The National Audit Office (NAO) has cited insufficient space as the major challenge confronting the Gambia Ports Authority (GPA).

NAO disclosed this in its 2021 Performance Audit Report on the Gambia Ports Authority (GPA). The NAO report explained that the terminal space at Banjul port cannot optimally accommodate the current rate of container cargo arriving at the port, and attributes this to growth in traffic inflow without a corresponding terminal expansion. The report further indicates that a review of the port layout and site visits disclosed that the port has three terminals.

The NAO report cites terminals twenty-two at the former Public Works Department (PWD and North terminals), which are designated for the storage of container cargo. However, the audit report said all three terminals have received cargo beyond their respective capacities, thus adding to the congestion at the port.

The audit report gave Terminal 22 as an example and said this particular terminal is designed to stack 900 containers, but it already stacks 1,500 containers, while the PWD Terminal which is designed to stack 900 containers, currently stacks 1,200 containers.

In addition, the audit report noted that these container terminals are not only used for the storage of container cargo as designated, but are also used for other activities such as screening and loading of containers on trucks for delivery and other activities.

“According to the Port’s management, these activities were supposed to be carried out at a designated area outside these terminals, but due to lack of space at the port, they could not be carried out elsewhere except at the terminal which occupies space for the containers to be placed,” the NAO report said; adding that they have also noted during their site visit and review of port documents that the GPA has moved to implement the port extension master plan 2019-2024. 
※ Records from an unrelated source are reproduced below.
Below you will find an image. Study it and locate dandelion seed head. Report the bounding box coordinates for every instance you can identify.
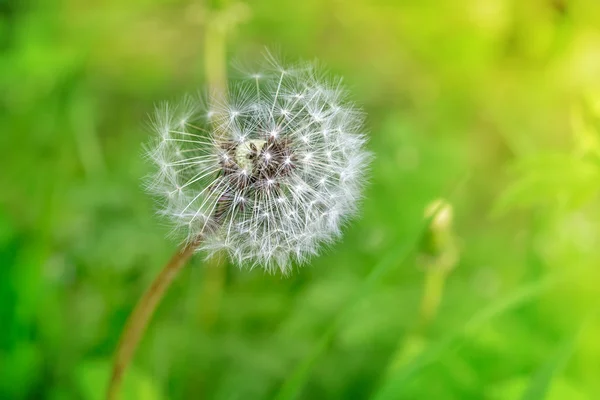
[146,53,371,274]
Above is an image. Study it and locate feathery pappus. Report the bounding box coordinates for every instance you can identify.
[146,53,371,273]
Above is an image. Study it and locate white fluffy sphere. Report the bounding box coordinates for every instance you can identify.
[146,54,371,273]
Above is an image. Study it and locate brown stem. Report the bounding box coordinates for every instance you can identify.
[106,236,202,400]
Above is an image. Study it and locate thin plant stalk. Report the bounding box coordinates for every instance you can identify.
[204,16,228,102]
[198,23,227,328]
[197,6,235,328]
[418,267,448,329]
[106,236,202,400]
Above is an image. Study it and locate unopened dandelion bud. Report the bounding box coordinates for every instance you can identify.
[419,198,458,271]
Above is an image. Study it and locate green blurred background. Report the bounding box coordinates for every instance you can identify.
[3,0,600,399]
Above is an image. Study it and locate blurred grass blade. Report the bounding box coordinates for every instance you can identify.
[519,317,588,400]
[371,272,575,400]
[274,228,424,400]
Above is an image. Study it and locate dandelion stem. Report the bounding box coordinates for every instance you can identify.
[106,236,202,400]
[419,267,447,328]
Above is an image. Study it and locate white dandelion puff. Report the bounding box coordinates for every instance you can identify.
[145,54,371,274]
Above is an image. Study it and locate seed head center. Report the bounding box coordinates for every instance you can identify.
[235,139,267,172]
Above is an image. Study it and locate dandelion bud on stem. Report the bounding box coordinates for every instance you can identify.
[418,199,459,327]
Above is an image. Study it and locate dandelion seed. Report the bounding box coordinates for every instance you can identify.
[146,53,371,273]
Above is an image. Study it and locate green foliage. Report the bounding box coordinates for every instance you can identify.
[2,0,600,399]
[78,360,164,400]
[519,326,581,400]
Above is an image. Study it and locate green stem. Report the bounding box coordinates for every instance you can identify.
[196,7,230,329]
[419,267,448,329]
[204,15,228,103]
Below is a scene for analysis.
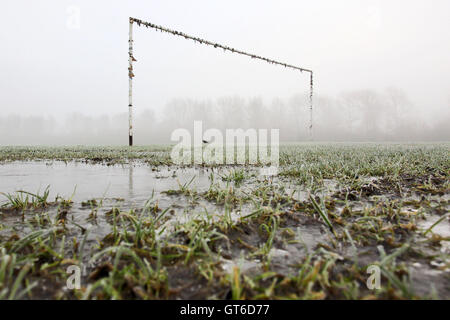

It stated that for effective handling of cargo and its related activities, the management of the GPA has rented land from Sadia Trading to create an additional storage area in July 2019, measuring 25,918 square meters. This, the report, said is rented at a rate of 9.22 USD per meter square, which is equivalent to $238,964 per annum. The Audit report, however, said that the port management failed to utilize the arrangement for its intended purpose for that particular commercial year. The report said the business arrangement of paying these huge amounts of monies only to access the service later, is neither economical nor effective while there is still congestion at the port. 

The report said that a visit to this rented land area revealed only a small portion was utilized to store imported vehicles awaiting clearance, while the other terminals are left to battle with issues of space for incoming containers.

In light of this and other issues, the NAO audit report said the port of Banjul does not have the required terminal space to handle the current capacity optimally, and as a result, stacking methods that are below standard are used to accommodate containers; that this restricts the easy maneuvering of plants and increases the number of shifts which also contributes to the overuse of the plants.

The NAO report said the limited number of plants available also contributes immensely to the overuse of plants and slows down service delivery, and said issuing rent waivers does not reduce congestion, but leads to loss of revenue.

The NAO report thus recommended the urgent need for the expansion of the terminals to match the current rate of increased container arrivals in order to be able to handle such anticipated increases in the future.

“The management of GPA is aware of this as captured in the Port Master Plan 2019 – 2024. The plan documents were reviewed and endorsed by the Government of The Gambia. Hence if implemented, it is expected to decongest the port, fasten service delivery, and thus increase the competitive advantage of the port of Banjul,” the NAO report said; stating that although there are plans in place, the implementation of these plans is slow and needs to be expedited.